Bithell: Well, first off, I obviously wanted them reasonably evenly paced.. as I knew players would (hopefully) look forward to them, and they’d define the rhythm of the game to an extent. But on top of that, I also knew I wanted the game to have structure.

So, the 10 chapters, they form a meta-structure which kind of follows the standard three-act film structure. That informed everything in the telling of the story, and the narration hopefully breadcrumbs between those key story beats well. I think the one place this falls down a bit is in the final act, I follow the right structure, but a choice made for gameplay reasons slightly dulls the player’s emotional investment. A lesson was learned.

Kotaku: The Benjamin’s Flight levels in the PlayStation exclusive feel harder at the ones at the outset than the beginning of the main game. Was this a conscious decision, driven by thinking that it’d be played by people who’ve already finished with the main game?

Bithell: Thomas is not a hard game. I never wanted it to be. I hoped that players would have a chilled out experience getting to the end. Some reviews have criticised this, and I totally get that. I know I felt similarly about games that did the same thing. I still kinda feel that’s a big part of the game’s appeal for many of its fans though, so no regrets.

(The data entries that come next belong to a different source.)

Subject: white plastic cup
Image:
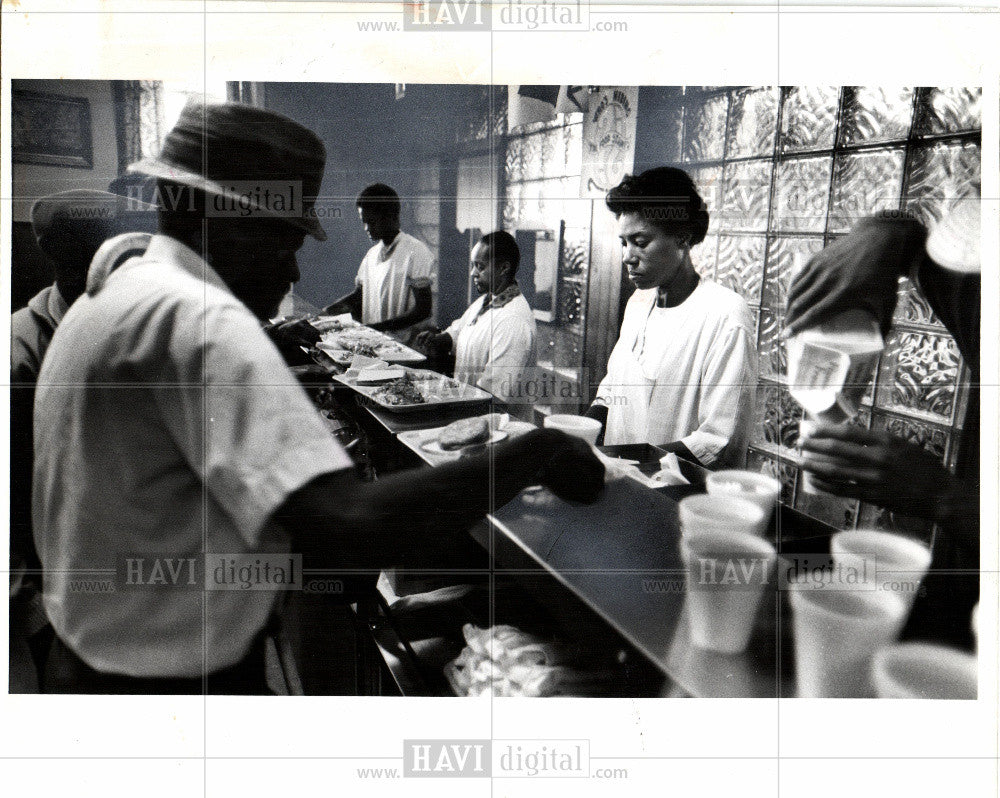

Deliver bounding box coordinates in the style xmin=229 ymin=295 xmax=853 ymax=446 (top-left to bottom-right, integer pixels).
xmin=543 ymin=413 xmax=604 ymax=446
xmin=678 ymin=493 xmax=766 ymax=537
xmin=681 ymin=530 xmax=778 ymax=654
xmin=789 ymin=581 xmax=906 ymax=698
xmin=830 ymin=529 xmax=931 ymax=612
xmin=705 ymin=469 xmax=781 ymax=536
xmin=872 ymin=643 xmax=979 ymax=701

With the DLC, I was indeed making content intended for those who had completed the main game. I therefore didn’t feel bad at all about upping the challenge a bit. I also kinda had to. Benjamin’s power is immensely unbalanced to other characters; he can get anywhere. Difficulty in the form of hazards was a good way of honing that in and bringing back some challenge.

Kotaku: Do you feel like there’s a list of absolute no-nos of things you can’t do as an indie creator?

Bithell: I actually feel the opposite. There are no areas indie games shouldn’t be exploring. There are some in the indie community who are pushing for a specific kind of game or style as ‘proper indie’. That’s cool, as long as they don’t seek to apply that criteria to other people’s work. We all have stuff we like, and stuff we don’t like. That’s awesome. In indie, I get to make exactly what I want, and so does everyone else.

Honestly, given the hatred some gamers feel for ‘pretentious indie games’, and the limits some developers feel on making an ‘indie game’, I’m not sure the word is as useful as it used to be. As the means of production become more open and more inclusive, I think we’re all becoming creators in some sense.

Kotaku: You’ve teased #project2 a bit on Twitter and it sounds like it’s going to be radically different from Thomas. Why should fans of your first game show up for the second?

Bithell: It’s a departure in that it’s not a game about jumping rectangles. But the focus remains the same: Trying to gel gameplay and storytelling in ways which I think are interesting. I’m also probably going to always write about flawed nerdy teens, at least until I age enough to write about flawed nerdy middle aged people.

My biggest regret in Thomas Was Alone was not inviting players to take part in the creation of the game, via writing stuff, or level design. So that’s a big theme of the next game, working out ways that I can tell the stories I want to tell, while opening up some opportunities for others to do the same.

I can’t wait to share the game with more people. I think it might be pretty good.